Photo du rédacteur: Katell MagazineKatell Magazine

Dernière mise à jour : 7 oct. 2024

« Ces cinq mois de merde m’ont fait tellement de bien »



Manon-Claire Gauthier a été victime d’un AVC, il y a trois ans. Elle avait 26 ans. Elle édite cet automne un livre "Vivre" qui raconte cette expérience et ce qu’elle lui a enseigné. Échange pétillant avec une jeune femme pleine d’humour.

Par Marie-Laure RC. Photos Lou Lecoq, tous droits réservés.


Qu'est-ce qu'il t'est arrivé ?

En 2021, le jour de mon 26e anniversaire, j'ai été victime – sans le savoir – d'un accident vasculaire cérébral. J'ai ignoré les signes que je pensais être de la fatigue jusqu'à ce que l'une de mes clientes, médecin à la retraite, tire le signal d'alarme. Je me retrouve aux urgences à Paimpol. S'en suivent trois jours d'hospitalisation à Saint-Brieuc où l'on m'apprend, à la sortie, que j'ai fait un AVC. Puis, trois semaines d'errance et de mauvais diagnostics jusqu'à un malaise qui me conduit à Pontchaillou. L'on m'explique alors que j'ai une hémorragie cérébrale, ce pourquoi je suis aphasique avec, maintenant, une hémiplégie gauche. J'entre en salle d'opération avec une chance sur deux d'en sortir vivante. Et je suis là!


Comment as-tu eu envie d'écrire ce livre  ?      

Ma mère m'a dit qu'il fallait que je suive une thérapie ou que j'écrive cette histoire pour que ça sorte. Je ne voulais pas retourner chez le psy. J'ai senti que c'était le moment de mettre tout ça à plat, ce qui m'a fait un bien fou ! Ce livre a été ma thérapie.


Qu'est-ce que cela t'a procuré  ?

De la fierté d'abord. Fière d'avoir réussi à poser mon histoire sur le papier, avec l’aide d’une biographe. Nous nous sommes vues plusieurs fois «  en cachette  ». Elle a réussi à rester fidèle à celle que je suis, à utiliser mes mots, afin que les personnes qui me connaissent me retrouvent et que celles qui ne me connaissent pas puissent me découvrir telle que je suis. Je voulais aussi témoigner pour tous les autres qui vivent cette expérience.

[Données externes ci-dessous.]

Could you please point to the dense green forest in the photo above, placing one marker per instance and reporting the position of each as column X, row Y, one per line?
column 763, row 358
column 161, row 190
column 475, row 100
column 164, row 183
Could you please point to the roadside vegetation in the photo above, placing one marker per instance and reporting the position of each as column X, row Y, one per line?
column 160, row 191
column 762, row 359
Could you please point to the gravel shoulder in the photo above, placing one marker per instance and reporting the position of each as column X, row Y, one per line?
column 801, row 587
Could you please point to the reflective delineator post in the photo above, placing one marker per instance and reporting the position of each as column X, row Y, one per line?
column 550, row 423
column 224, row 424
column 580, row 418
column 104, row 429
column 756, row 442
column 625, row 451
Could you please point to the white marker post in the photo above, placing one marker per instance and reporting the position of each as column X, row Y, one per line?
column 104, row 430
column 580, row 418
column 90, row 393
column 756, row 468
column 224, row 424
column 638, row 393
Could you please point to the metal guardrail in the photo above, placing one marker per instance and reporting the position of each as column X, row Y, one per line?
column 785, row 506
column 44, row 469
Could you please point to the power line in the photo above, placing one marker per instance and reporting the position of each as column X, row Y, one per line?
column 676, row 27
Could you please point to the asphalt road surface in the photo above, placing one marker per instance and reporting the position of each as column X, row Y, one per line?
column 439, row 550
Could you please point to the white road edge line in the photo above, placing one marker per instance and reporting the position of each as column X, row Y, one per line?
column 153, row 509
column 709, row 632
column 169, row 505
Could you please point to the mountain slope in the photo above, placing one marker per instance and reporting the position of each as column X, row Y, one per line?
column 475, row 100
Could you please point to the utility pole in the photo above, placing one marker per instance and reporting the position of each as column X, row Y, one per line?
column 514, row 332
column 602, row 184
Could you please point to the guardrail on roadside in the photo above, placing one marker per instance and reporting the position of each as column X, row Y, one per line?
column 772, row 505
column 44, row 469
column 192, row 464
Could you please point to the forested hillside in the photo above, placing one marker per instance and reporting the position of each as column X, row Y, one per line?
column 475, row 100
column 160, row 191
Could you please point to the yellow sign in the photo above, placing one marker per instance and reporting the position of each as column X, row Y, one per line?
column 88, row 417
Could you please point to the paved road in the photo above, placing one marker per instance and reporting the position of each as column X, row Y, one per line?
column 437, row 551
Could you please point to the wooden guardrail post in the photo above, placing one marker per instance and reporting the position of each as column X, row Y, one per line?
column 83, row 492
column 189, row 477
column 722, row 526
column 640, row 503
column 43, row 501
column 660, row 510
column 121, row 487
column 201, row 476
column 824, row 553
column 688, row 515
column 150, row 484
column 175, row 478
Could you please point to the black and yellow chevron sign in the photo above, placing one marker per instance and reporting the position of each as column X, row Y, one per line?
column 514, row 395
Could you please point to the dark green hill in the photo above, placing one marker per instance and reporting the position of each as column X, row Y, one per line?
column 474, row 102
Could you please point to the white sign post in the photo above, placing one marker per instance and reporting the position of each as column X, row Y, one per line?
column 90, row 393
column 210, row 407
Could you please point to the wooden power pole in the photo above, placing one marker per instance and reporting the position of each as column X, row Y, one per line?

Qu'as-tu appris de cette épreuve  ?

Beaucoup de choses ! Que ma mère est extraordinaire, même si je le savais déjà. Que j'ai toujours été proche de mes frères, qu'ils aient été là et c'est une p***** de chance  ! Qu'on ne savoure pas assez le fait de pouvoir lire ainsi que toutes les autres capacités du corps. Je ne savais plus rien faire. J'ai dû réapprendre à lire, compter, me laver, faire la vaisselle, utiliser des couverts pour manger, marcher...  J'avais beaucoup de colère et cette épreuve m'a délestée de ce poids. Aujourd'hui, ceux pour qui j'avais de la colère, je m'en fiche et je m'éloigne de ceux qui rendent mon quotidien trop lourd.


Quelles ont été les conséquences pour ton entreprise  ?

Je suis artisane tapissière, en micro-entreprise. Au moment de mon arrêt, j'avais six mois de travail devant moi. Je travaillais 50 à 60 h par semaine. J'ai dû tout stopper pendant huit mois. J'ai eu la chance que mes clients m’aient attendue. Ma rémunération se résumait aux indemnités de la sécurité sociale : 300 € par mois. Pas de quoi couvrir mon loyer. Je n'avais pas d'assurance complémentaire. Qui pense qu'il va lui arriver quelque chose de grave à 26 ans !? Et puis, ces assurances sont super chères ! Je suis donc retournée vivre chez ma mère. De toutes façons, je ne pouvais plus rien faire seule. Mes économies et une cagnotte Litchi, mise en ligne par ma belle-sœur, m’ont permis de tenir. J'ai été très surprise par la générosité des gens... ceux que je connaissais, mais aussi mes clients et de parfaits inconnus. Une personne que je ne connaissais pas a mis 1000 € dans la cagnotte  ! Je n'avais pas beaucoup confiance en moi et je n'aurais jamais pensé que je pouvais être importante pour autant de personnes !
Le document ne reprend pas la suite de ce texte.